Why have IM?
Initial Margin is a term which originates in the exchange-traded market. When trading on an exchange each contract has a specific Initial Margin amount which must be deposited with the exchange to cover potential losses resulting from your counterparty's default. With OTC Derivatives it has become a misnomer, a better name might be "Portfolio Risk Margin" or "Scenario Risk Margin" or "Future Potential Losses Margin" which are nearer to the definition.

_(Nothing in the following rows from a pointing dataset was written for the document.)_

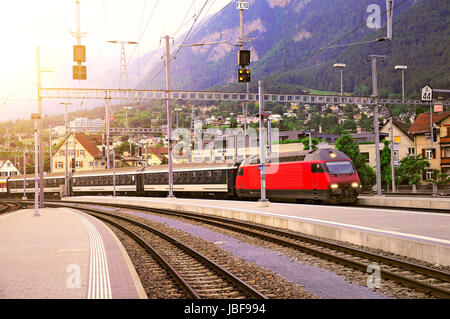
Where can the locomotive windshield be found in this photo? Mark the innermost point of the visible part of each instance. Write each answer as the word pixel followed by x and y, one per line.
pixel 338 168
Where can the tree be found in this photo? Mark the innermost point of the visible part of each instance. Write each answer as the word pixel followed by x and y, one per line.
pixel 410 170
pixel 305 142
pixel 347 145
pixel 385 163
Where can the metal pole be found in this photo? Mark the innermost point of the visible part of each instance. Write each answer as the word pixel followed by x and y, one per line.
pixel 169 117
pixel 392 155
pixel 41 149
pixel 114 173
pixel 310 140
pixel 376 128
pixel 50 144
pixel 241 28
pixel 261 142
pixel 403 84
pixel 431 125
pixel 269 136
pixel 24 175
pixel 36 171
pixel 66 176
pixel 107 132
pixel 74 150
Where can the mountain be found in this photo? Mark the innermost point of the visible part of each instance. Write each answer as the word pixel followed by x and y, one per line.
pixel 287 35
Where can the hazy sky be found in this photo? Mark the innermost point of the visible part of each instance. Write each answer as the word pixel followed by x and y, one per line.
pixel 25 24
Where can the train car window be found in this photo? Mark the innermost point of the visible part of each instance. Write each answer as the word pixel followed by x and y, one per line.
pixel 200 177
pixel 317 168
pixel 217 176
pixel 344 167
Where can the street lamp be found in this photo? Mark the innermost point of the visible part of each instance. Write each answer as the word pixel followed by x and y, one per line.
pixel 402 68
pixel 39 70
pixel 36 117
pixel 178 109
pixel 341 66
pixel 126 113
pixel 113 154
pixel 66 172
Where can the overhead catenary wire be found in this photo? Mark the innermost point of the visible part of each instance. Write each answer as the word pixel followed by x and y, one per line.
pixel 331 45
pixel 174 56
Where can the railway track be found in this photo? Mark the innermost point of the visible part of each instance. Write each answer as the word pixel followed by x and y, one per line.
pixel 421 278
pixel 9 206
pixel 198 276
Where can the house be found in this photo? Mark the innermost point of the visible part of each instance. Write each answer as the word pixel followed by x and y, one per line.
pixel 157 155
pixel 88 153
pixel 436 150
pixel 7 168
pixel 403 141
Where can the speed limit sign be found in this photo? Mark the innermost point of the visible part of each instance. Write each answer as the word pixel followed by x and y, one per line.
pixel 427 93
pixel 242 5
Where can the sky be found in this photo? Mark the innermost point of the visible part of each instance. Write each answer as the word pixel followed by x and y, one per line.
pixel 26 24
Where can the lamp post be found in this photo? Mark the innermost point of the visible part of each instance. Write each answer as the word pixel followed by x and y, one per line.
pixel 402 68
pixel 66 164
pixel 126 114
pixel 113 154
pixel 178 109
pixel 373 59
pixel 36 117
pixel 341 66
pixel 40 126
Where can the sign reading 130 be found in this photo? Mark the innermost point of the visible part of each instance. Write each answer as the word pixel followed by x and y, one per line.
pixel 242 5
pixel 427 93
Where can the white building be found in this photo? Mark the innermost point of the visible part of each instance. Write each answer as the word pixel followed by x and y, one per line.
pixel 82 122
pixel 7 168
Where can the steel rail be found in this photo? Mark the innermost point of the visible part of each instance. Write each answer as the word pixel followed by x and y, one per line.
pixel 147 246
pixel 287 238
pixel 246 288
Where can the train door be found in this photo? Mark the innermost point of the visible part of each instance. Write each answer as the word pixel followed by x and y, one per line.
pixel 139 184
pixel 316 170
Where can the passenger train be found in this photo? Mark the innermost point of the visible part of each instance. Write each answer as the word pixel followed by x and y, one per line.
pixel 324 175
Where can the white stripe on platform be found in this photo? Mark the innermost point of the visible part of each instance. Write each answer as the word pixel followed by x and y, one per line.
pixel 99 285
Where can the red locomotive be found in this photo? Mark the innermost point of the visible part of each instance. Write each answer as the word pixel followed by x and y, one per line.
pixel 324 175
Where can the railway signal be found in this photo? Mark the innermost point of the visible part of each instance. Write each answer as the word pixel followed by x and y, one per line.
pixel 244 75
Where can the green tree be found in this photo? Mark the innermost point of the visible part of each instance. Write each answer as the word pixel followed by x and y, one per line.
pixel 347 145
pixel 385 163
pixel 305 142
pixel 410 170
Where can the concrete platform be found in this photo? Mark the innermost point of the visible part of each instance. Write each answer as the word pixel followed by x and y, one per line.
pixel 421 235
pixel 437 203
pixel 63 254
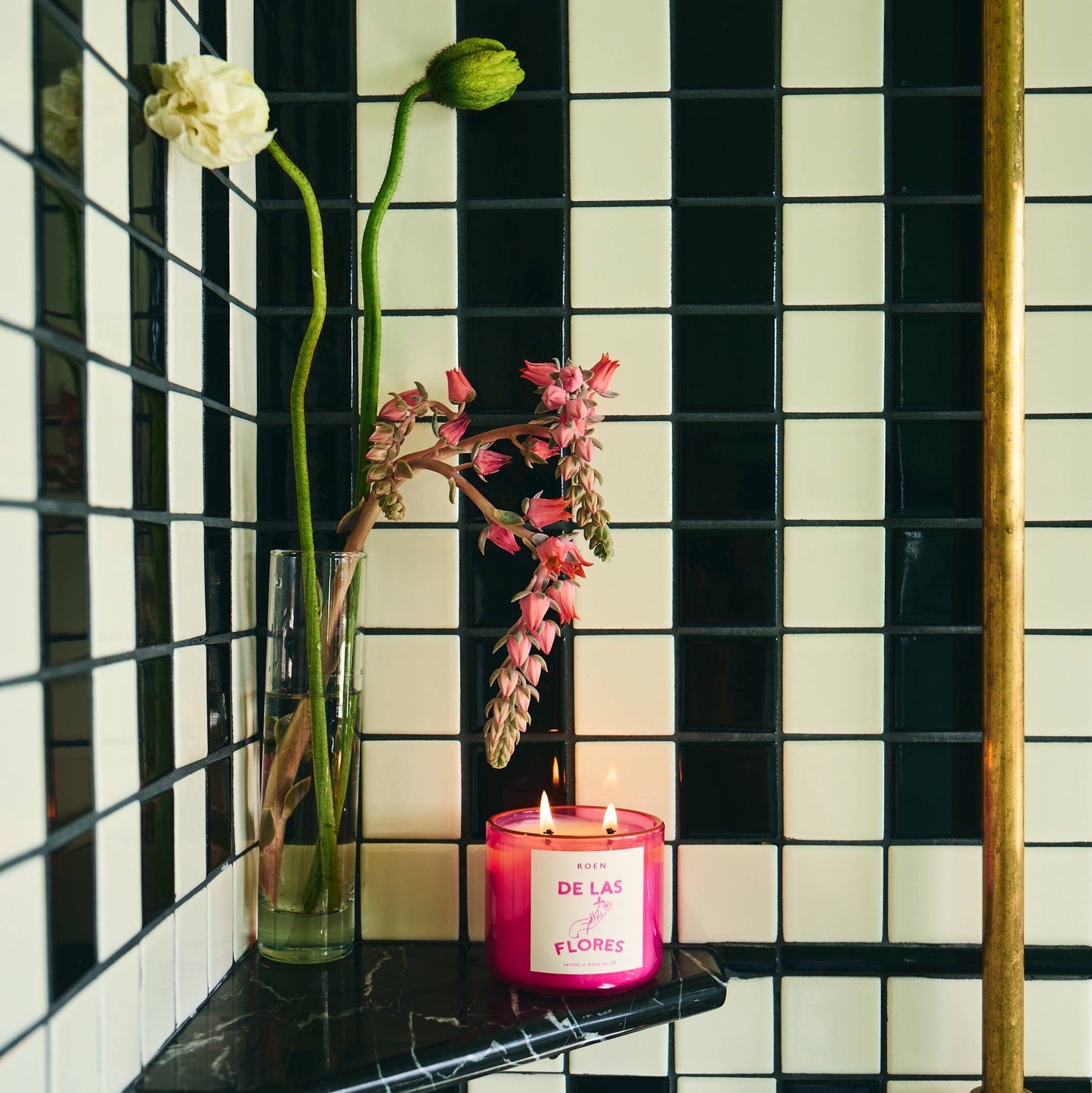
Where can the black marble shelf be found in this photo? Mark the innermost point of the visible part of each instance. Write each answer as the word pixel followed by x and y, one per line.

Initial Margin is calculated to cover the possible losses over a period of time from a default event to eventual close-out or hedging of your positions.
Imagine this sequence:
- Day 1: Your counterparty defaults. The default causes fears in the market and the price of swaps drops. You begin the process to liquidate the counterparty assets
- Day 2: You will have decided how to handle the defaulted portfolio, whether to hedge the portfolio to re-balance your risk, or to sell the positions and close them out. Either process takes time, and the swap market may still be dropping
- Days 3,4,5: Hedging or selling carries on until complete, in a volatile market
- Day 6: Process complete. The costs of placing hedges or any losses from closing the portfolio should be covered by the liquidation of assets on day 1
The factors that IM covers are:
- An uncertain period over which the portfolio is hedged or sold
- An uncertain swap market during which the process takes place
- An uncertain value of the entire portfolio
Key terms related to Initial Margin are:
Holding Period Scenarios VaR Simulation
Variation Margin could be regarded as a very short term form of IM with only a 1 day period. VM covers the loss if your counterparty fails to pay the change in the net portfolio value as of last close of business. In comparison IM may cover a 5 or 10 day period.
Any losses on a portfolio in a distressed market could far exceed the Variation Margin you are holding. Initial Margin bridges this gap and is intended to cover a wider range of loss scenarios.